Manufacturers, in turn, scaled back their staffing levels and purchasing activity, and made efforts to limit inventory holdings.
Currency weakness was a key factor leading to further increases in input costs and output prices.
The headline Istanbul Chamber of Industry Turkiye manufacturing purchasing manager’s index (PMI) fell for the third consecutive month in July, posting 45.9 from a reading of 46.7 in June.
The index signalled a marked moderation in the health of the sector, and one that was the most pronounced since October 2024.
Business conditions have now eased in each of the past 16 months, a release from S&P Global Ratings said.
A key theme of the latest survey was the muted nature of customer demand. This resulted in a twenty-fifth consecutive monthly easing of new orders, with the latest moderation the most pronounced since March. Demand conditions in international markets were also subdued, and new export orders slowed again accordingly.

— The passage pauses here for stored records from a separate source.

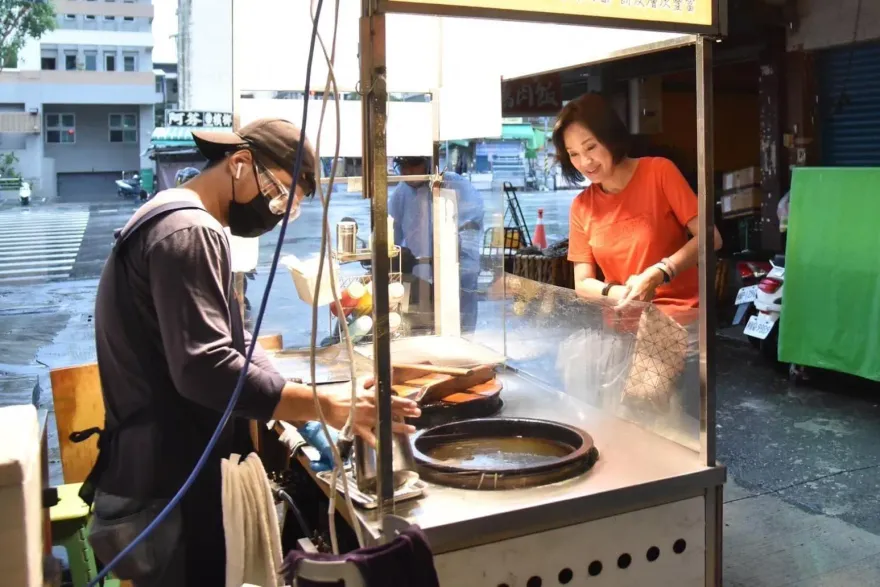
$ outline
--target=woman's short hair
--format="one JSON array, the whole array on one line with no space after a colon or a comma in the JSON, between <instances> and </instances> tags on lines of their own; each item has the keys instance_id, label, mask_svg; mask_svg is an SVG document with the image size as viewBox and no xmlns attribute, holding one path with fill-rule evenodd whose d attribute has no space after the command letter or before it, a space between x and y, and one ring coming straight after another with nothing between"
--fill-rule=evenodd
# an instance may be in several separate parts
<instances>
[{"instance_id":1,"label":"woman's short hair","mask_svg":"<svg viewBox=\"0 0 880 587\"><path fill-rule=\"evenodd\" d=\"M615 163L627 156L630 147L630 135L617 115L614 108L599 94L584 94L572 100L559 113L553 125L553 145L556 147L556 160L562 166L562 176L571 183L584 180L580 171L575 169L565 148L565 129L573 123L587 128L596 140L608 149Z\"/></svg>"}]
</instances>

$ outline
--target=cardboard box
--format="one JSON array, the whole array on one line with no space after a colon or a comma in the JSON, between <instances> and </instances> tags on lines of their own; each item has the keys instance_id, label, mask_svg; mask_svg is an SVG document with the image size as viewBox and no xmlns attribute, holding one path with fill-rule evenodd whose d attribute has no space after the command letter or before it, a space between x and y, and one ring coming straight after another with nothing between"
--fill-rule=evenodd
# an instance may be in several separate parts
<instances>
[{"instance_id":1,"label":"cardboard box","mask_svg":"<svg viewBox=\"0 0 880 587\"><path fill-rule=\"evenodd\" d=\"M721 216L735 218L761 209L764 193L758 188L748 188L721 196Z\"/></svg>"},{"instance_id":2,"label":"cardboard box","mask_svg":"<svg viewBox=\"0 0 880 587\"><path fill-rule=\"evenodd\" d=\"M733 192L761 184L761 168L746 167L739 171L731 171L724 174L722 189L724 192Z\"/></svg>"}]
</instances>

With new orders easing, manufacturers consequently scaled back their production. Here too the pace of moderation quickened, resulting in the most pronounced slowdown in output for ten months.
Stocks of purchases eased to the largest degree since October 2024, while stocks of finished goods were depleted markedly following a slight rise in June.
Muted demand for inputs helped suppliers to speed up their deliveries, with lead times shortening for the fourth time in the past five months.
Manufacturers posted a further sharp increase in input costs during July, often linked by panellists to currency weakness. The pace of inflation eased to the slowest in 2025 so far.
Selling prices meanwhile rose at a slightly faster pace than in June, albeit one that was relatively modest as some firms lowered charges amid efforts to secure sales.